Siswa itu melihat uang itu dengan sedikit ragu, lalu mengulurkan tangan untuk mengambilnya. "Tunggu disini!" ujarnya sambil bergegas berjalan ke arah Pos Satpam.
Dimas menghela napas panjang. Ia merasa sedikit kesal karena harus mengeluarkan lebih banyak uang dari yang ia inginkan. Namun, tujuan utamanya tercapai, dan ia merasa lebih dekat untuk mengungkapkan apa yang sedang dibicarakan oleh Andhika dan Tiara.

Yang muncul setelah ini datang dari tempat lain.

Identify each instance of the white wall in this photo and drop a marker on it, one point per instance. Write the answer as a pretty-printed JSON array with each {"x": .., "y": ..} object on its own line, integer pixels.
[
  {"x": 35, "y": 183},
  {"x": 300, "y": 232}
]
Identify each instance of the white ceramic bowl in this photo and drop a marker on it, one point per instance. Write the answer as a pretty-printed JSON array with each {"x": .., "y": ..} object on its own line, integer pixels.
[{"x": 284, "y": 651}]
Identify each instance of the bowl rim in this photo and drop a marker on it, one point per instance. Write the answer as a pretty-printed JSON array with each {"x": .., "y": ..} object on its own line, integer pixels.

Dengan hati-hati, Dimas terus mengamati dari kejauhan. Dia melihat siswa suruhannya itu berjalan perlahan melewati kelompok yang sedang wawancara di Pos Satpam. Dan benar, mereka tidak menyadari kehadirannya. Dimas merasa puas karena rencananya berjalan lancar.
Tak lama setelah itu, siswa itu kembali menghampiri Dimas. "Yang gue denger cuma turnamen basket sama keributan," ucapnya dengan sedikit kebingungan.